Competitive landscape: Cybersecurity is a booming sector attracting tons of VC interest this year, with this year on track to see a new high of 509 deals to the sector. Late-stage startups have secured the bulk of that dollar volume, and mega-rounds are a notable trend in Obsidian’s enterprise network security space: There have been four mega-rounds of $100M+ in cybersecurity this year, including Tanium, Crowdstrike, Netskope, and today Illumio. There aren’t too many early-stage startups operating in Obsidian’s enterprise user-account security niche, but a few that are addressing issues in the subspace include Adlumin and FusionPipe Software Solutions.
Jason Lemkin, SaaStr Fund
Total Funding: $74M
Select Investors: Accel Partners, Point Nine Capital, SaaStr Fund
SaaStr Fund participated in a $53M Series B to Algolia, provider of a hosted search API to user engagement and conversions, in Q2’17. While it wasn’t an early-stage deal. SaaStr’s Jason Lemkin points out on his blog that the fund has now invested in Algolia “thrice” – previously participating as the company’s first US venture investor and as a backer in their Series A.
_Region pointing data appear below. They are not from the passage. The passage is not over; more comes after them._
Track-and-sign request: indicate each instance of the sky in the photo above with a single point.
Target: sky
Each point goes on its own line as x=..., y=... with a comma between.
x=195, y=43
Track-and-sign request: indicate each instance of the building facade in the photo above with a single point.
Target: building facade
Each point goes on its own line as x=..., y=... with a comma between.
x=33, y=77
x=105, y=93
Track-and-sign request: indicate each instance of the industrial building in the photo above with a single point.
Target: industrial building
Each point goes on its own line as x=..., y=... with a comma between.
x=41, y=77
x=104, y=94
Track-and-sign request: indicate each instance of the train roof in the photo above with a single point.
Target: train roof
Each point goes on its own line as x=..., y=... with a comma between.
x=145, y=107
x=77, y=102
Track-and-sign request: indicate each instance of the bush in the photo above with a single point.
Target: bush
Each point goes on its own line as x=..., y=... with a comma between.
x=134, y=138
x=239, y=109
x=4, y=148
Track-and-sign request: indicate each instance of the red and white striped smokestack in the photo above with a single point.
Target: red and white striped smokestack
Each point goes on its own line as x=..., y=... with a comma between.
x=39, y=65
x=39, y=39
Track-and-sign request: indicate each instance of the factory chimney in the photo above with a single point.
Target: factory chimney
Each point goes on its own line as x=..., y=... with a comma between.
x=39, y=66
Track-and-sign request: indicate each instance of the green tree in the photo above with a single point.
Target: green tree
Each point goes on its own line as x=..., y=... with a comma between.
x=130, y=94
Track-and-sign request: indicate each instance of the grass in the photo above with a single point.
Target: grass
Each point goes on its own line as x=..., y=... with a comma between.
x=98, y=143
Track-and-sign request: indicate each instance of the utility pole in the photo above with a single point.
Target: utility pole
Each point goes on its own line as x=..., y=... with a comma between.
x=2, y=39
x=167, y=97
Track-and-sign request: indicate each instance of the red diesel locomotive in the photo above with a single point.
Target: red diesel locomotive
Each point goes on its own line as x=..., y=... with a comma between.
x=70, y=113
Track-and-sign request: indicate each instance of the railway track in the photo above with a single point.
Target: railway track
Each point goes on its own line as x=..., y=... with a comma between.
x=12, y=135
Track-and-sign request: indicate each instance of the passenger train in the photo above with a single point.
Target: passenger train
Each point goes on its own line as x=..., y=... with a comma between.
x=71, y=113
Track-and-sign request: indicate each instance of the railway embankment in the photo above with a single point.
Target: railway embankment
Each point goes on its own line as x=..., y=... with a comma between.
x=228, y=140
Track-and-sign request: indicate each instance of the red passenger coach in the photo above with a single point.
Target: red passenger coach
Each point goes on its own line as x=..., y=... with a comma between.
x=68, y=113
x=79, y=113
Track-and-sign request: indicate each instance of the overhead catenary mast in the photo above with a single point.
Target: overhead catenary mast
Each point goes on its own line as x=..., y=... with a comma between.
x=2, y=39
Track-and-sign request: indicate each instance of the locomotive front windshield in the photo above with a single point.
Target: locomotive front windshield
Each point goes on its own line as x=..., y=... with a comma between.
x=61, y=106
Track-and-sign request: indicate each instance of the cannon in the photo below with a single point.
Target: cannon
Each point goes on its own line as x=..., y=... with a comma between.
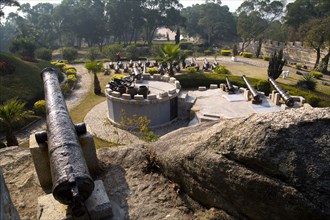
x=254, y=92
x=288, y=100
x=72, y=183
x=230, y=87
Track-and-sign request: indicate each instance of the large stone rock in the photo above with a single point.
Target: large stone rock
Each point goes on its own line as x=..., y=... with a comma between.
x=266, y=166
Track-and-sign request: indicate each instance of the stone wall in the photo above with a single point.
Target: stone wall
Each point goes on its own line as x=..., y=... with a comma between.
x=293, y=51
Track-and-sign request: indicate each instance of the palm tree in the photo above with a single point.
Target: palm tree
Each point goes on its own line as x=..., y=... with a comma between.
x=170, y=53
x=11, y=113
x=95, y=67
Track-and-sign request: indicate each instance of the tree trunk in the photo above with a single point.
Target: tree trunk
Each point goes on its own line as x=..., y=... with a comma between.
x=318, y=55
x=97, y=87
x=10, y=137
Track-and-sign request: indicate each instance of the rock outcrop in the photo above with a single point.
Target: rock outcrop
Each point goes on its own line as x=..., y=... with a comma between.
x=265, y=166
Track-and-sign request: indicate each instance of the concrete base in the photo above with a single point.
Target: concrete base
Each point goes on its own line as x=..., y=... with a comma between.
x=98, y=206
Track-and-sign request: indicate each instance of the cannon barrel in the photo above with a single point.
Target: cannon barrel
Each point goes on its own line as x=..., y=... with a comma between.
x=286, y=97
x=229, y=86
x=72, y=183
x=255, y=94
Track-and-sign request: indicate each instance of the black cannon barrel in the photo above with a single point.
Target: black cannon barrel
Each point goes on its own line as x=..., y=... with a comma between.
x=255, y=94
x=286, y=97
x=230, y=86
x=70, y=176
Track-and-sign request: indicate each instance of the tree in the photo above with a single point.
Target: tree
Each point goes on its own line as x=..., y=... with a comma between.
x=170, y=53
x=95, y=67
x=6, y=3
x=11, y=113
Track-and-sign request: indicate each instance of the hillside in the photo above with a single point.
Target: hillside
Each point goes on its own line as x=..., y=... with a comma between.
x=25, y=83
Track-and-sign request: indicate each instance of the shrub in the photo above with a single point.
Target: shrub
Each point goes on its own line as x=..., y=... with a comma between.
x=225, y=52
x=71, y=80
x=191, y=69
x=23, y=47
x=44, y=54
x=39, y=108
x=247, y=54
x=220, y=69
x=93, y=54
x=71, y=72
x=317, y=75
x=264, y=86
x=152, y=70
x=308, y=82
x=207, y=52
x=6, y=68
x=69, y=54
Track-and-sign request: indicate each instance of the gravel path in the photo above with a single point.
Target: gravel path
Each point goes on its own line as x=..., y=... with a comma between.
x=77, y=96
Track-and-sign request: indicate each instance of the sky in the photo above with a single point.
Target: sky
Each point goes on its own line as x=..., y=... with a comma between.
x=232, y=4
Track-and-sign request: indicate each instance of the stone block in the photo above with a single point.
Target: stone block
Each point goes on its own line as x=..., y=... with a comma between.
x=98, y=206
x=152, y=96
x=138, y=97
x=126, y=96
x=213, y=86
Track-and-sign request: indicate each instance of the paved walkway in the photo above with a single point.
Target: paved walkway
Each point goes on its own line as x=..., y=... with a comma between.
x=77, y=96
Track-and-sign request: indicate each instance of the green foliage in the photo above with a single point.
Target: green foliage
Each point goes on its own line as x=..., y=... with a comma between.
x=220, y=69
x=275, y=65
x=111, y=50
x=69, y=54
x=235, y=51
x=191, y=69
x=93, y=54
x=264, y=86
x=247, y=54
x=152, y=70
x=298, y=66
x=39, y=108
x=317, y=75
x=225, y=52
x=23, y=47
x=44, y=53
x=207, y=52
x=308, y=82
x=139, y=126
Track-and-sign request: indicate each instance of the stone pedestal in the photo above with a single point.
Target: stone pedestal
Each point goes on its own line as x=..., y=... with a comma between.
x=98, y=206
x=40, y=158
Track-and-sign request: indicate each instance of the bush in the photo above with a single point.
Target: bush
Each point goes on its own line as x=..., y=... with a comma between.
x=23, y=47
x=207, y=52
x=308, y=82
x=152, y=70
x=247, y=54
x=220, y=69
x=44, y=54
x=264, y=86
x=225, y=52
x=317, y=75
x=6, y=68
x=191, y=69
x=39, y=108
x=71, y=80
x=69, y=54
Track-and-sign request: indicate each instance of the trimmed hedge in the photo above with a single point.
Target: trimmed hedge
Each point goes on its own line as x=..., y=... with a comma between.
x=247, y=54
x=225, y=52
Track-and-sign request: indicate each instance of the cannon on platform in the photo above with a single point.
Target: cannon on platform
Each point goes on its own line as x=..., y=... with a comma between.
x=71, y=181
x=288, y=100
x=230, y=87
x=254, y=92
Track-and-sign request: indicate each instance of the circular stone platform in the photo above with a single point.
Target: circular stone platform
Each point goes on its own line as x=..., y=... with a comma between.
x=160, y=106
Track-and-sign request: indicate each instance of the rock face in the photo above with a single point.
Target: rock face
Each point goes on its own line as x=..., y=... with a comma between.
x=266, y=166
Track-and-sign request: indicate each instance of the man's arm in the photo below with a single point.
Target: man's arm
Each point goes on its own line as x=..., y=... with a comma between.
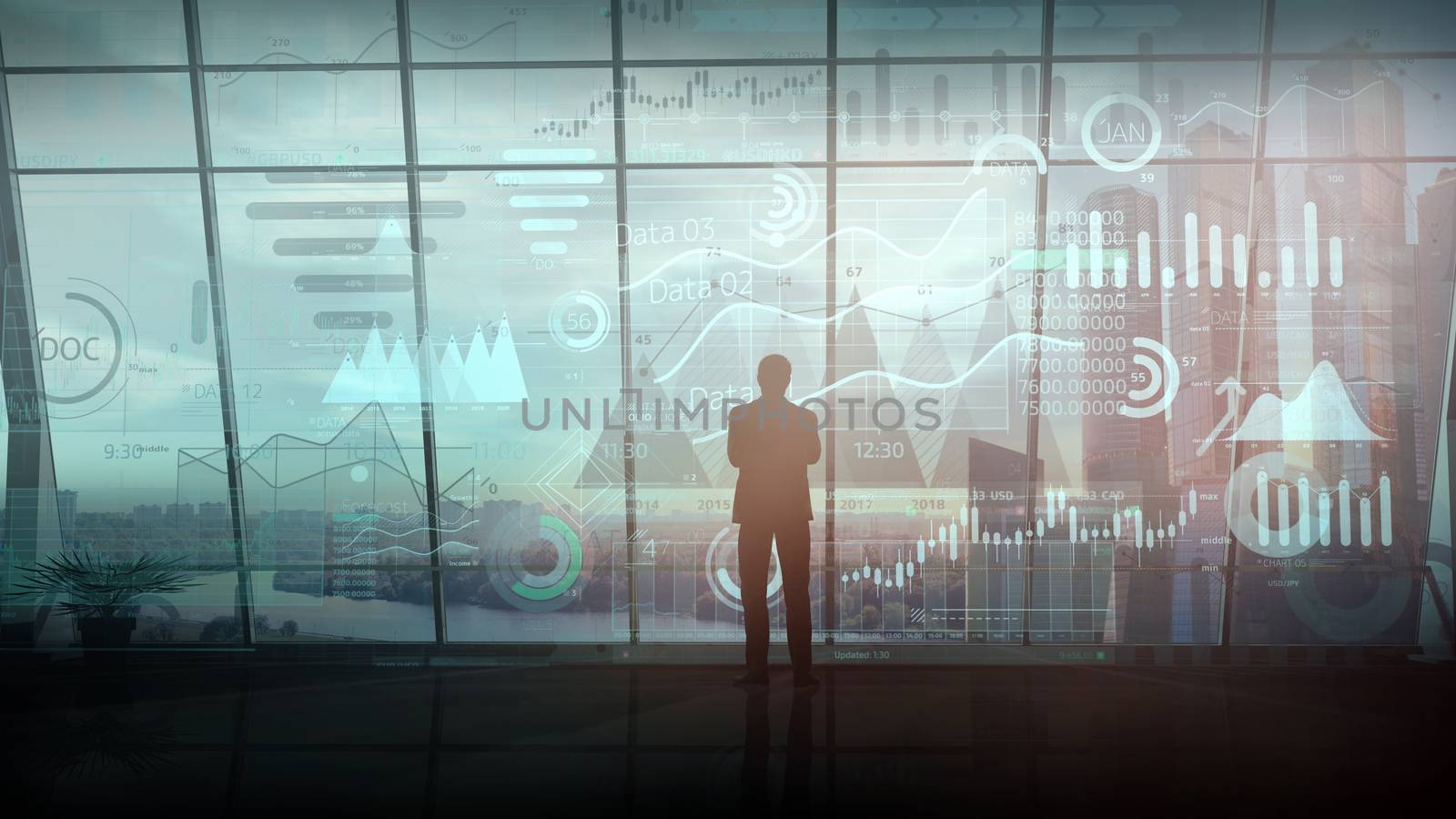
x=735, y=443
x=808, y=426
Lemkin says Algolia presented superior unit economics in a “large but nonobvious market” from the beginning, and has closed many six-figure deals since his first investment. Algolia has now passed $10M in ARR and achieved “140% net negative churn and amazing brand awareness.”
Traction: 3,000 companies use Algolia’s “search-as-a-service” product and API, according to Lemkin, “including 100 SaaS leaders and companies from Stripe to Twitch to Twitter/Persicope to Really Big Tech Leaders They Can’t Talk About.” He says Algolia’s revenue is growing 100% YoY.
Management: Lemkin only invests in founders he thinks are “better” than him, which he says of Algolia’s CEO Nicolas Dessaigne. Dessaigne, who “had barely spent any of the prior round and didn’t need to,” approached Lemkin for advice about whether to pursue a Series B. Lemkin’s response:
“You are probably already halfway to an iconic company. Do whatever you think helps you get there even faster. Do it. I said let me know how I can help…. I’ll buy every share I can.”
Competitive landscape: Enterprise’s needs in big-data search and analytics are extensive, and companies including Swiftype, Attivio, and Elastic are all working to provide more robust software tools for search-related purposes. Algolia may benefit from its niche application serving e-commerce companies, which have seen strong investment activity this year: 2017 deal count to the e-commerce sector is expected to reach over 800 deals, which would make it the second most active year since 2013.